Edmund Kelly (May 23, 1818 - October 4, 1894) was the first African-American Baptist minister ordained in Tennessee. He escaped slavery in the 1840s to New England and returned after the US Civil War. He worked as a preacher and teacher in Columbia, Tennessee and was a frequent participant in national Baptist Conventions.

==Early life==
Edmund Kelly or Kelley was born in Columbia, Tennessee on May 23, 1818, to Edmund Kelly, an emigrant from Dublin, Ireland, and an enslaved woman, Kittie White, who was also born in Columbia. His father wished to buy the freedom of his mother and son, but was not able. When Edmund was six, his mother was sold away and he and his sister remained. In 1833, Kelly was hired by a school-master to run errands and serve as a table waiter. Kelly saw the advantage of an education, and in secret gave candies to students who came to the house in exchange for a speller, a child's English textbook, and lessons. When the mistress of the house discovered Kelly's learning to write, she was upset, but because those responsible were children, nothing was done and Kelly continued to learn, although he never attended a formal school. He married in September 1839.

==Career==
In April 1837 Kelly was baptized and joined a missionary church in Columbia. He was born to the Catholicism of his father, but was convinced by the Baptist teachings. On May 19, 1842, he was licensed to preach from the Mission Baptist Church at Columbia, and on October 1 of that year he was ordained by Rev. R. B. C. Harell and the First Baptist Church of Nashville to be an evangelist. His first posting was at the Mt. Lebanon Baptist Church in 1843, which at that time had only six members. This posting made him the first black Baptist preacher ordained in Tennessee. He is also credited for organizing the First Negro Baptist Church in Columbia in 1843.

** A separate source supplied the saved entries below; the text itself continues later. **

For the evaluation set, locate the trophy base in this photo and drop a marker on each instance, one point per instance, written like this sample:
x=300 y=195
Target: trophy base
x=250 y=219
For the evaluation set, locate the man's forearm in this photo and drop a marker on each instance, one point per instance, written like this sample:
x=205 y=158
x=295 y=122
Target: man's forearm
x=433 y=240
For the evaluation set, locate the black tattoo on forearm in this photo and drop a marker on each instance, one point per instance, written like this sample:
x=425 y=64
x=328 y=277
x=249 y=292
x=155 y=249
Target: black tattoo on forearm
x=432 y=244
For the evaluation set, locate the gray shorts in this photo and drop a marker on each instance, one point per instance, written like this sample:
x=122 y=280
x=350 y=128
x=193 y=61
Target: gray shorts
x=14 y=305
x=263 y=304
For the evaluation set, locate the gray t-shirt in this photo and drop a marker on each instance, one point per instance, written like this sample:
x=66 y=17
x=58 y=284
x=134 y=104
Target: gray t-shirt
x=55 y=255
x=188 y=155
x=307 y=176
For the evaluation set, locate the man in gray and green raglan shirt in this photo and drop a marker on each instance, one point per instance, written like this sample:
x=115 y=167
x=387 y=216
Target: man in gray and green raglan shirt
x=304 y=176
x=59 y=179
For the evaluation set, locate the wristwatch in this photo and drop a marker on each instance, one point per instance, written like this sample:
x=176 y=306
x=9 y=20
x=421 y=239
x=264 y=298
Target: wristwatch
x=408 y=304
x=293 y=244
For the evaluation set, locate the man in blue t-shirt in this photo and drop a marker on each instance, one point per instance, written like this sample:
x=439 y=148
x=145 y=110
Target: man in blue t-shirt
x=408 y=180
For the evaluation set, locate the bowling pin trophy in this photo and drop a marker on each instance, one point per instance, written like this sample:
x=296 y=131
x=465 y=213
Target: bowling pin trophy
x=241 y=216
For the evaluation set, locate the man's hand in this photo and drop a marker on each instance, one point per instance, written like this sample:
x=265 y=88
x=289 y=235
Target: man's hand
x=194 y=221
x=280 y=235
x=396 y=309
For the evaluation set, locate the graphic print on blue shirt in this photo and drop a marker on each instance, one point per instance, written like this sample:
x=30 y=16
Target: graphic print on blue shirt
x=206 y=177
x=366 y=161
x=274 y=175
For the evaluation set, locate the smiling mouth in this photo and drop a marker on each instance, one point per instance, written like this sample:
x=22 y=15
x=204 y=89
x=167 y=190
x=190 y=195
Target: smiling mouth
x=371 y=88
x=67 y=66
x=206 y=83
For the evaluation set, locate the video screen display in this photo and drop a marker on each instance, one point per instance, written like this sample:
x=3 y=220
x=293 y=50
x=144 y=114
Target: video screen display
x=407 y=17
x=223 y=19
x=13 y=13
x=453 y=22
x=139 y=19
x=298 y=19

===Escape to New England===
Around this time, he escaped from slavery on the underground railroad to Massachusetts. He then purchased the freedom of his wife and four children for twenty-eight hundred dollars. For this purpose, he collected money in New England and in England. While in England, it was recommended to him that he purchase not only his family's freedom, but also his own, so that he would not be captured under the Fugitive Slave Act. His children included J. H. Kelly, a teacher in Columbia and W. D. Kelly who was a member of the 54th Massachusetts Infantry Regiment in the US Civil War. In 1848, he organized the 12th Baptist Church in Boston, Massachusetts.

Free, Kelly moved to New Bedford, Massachusetts, where he was a prominent leader in the local church and the national American Baptist Conventions. In 1845 along with Thomas T. Allen he became leader of the newly founded Second Baptist Church of New Bedford, Massachusetts which was dedicated in January of that year. Allen served as the head pastor for three years, followed by William Jackson and then Cummings Bray. In 1855, Jackson returned to lead the church, and in 1858 left to form the Salem Baptist Church. Kelly again took charge, but only for a short time. In 1857, Kelly was a preacher in Philadelphia. That year, he preached at the American Convention of Colored Baptists in Boston and served as its president. He preached at the 1864 convention as well. That year, he was still preaching in New Bedford. On May 10, 1864, he founded the Shiloh Baptist Church in Newport, Rhode Island in a house at 73 Levin Street owned by Esther Brinley. William James Barnett was installed as the first pastor, followed shortly by Theodore Valentine.

===Return to Tennessee===
After the civil war, Kelly returned to the south. He first moved to Arlington, Virginia where, in 1866, he organized the Zion Baptist Church. He then moved back to Columbia, Tennessee where he preached and taught. Kelly, in 1869, was assaulted in Columbia in a political dispute. In 1870 he organized a school for blacks at D. T. Chappell's, who supported the endeavor. He did not receive regular pay for his work. Among Kelly's students was a young nephew of his, who was the father of Lyman T. Johnson.

===Return to New England===
After about six years in the South, Kelly faced a dispute in the church over the use of alcohol, and in 1873 he returned to New England. He moved to Portsmouth, New Hampshire and organized the Mount Olivet Baptist Church. Around that time, he also organized three other churches, Calvary Baptist Church in Haverhill, Massachusetts in 1873; Calvary Baptist Church in Hartford, Connecticut in 1874, and the Myrtle Baptist Church in West Newton, Massachusetts in 1874.

Kelly attended the 1876 Conference of Baptist Ministers in Philadelphia.

Kelly wrote numerous pamphlets, which were praised by Bishop Daniel Payne. By 1887, he had returned to New Bedford, Massachusetts, where he continued to teach and preach, although he had become aged and blind.

==Death==
On October 4, 1894, Kelly died of paralysis of the brain in New Bedford, Massachusetts.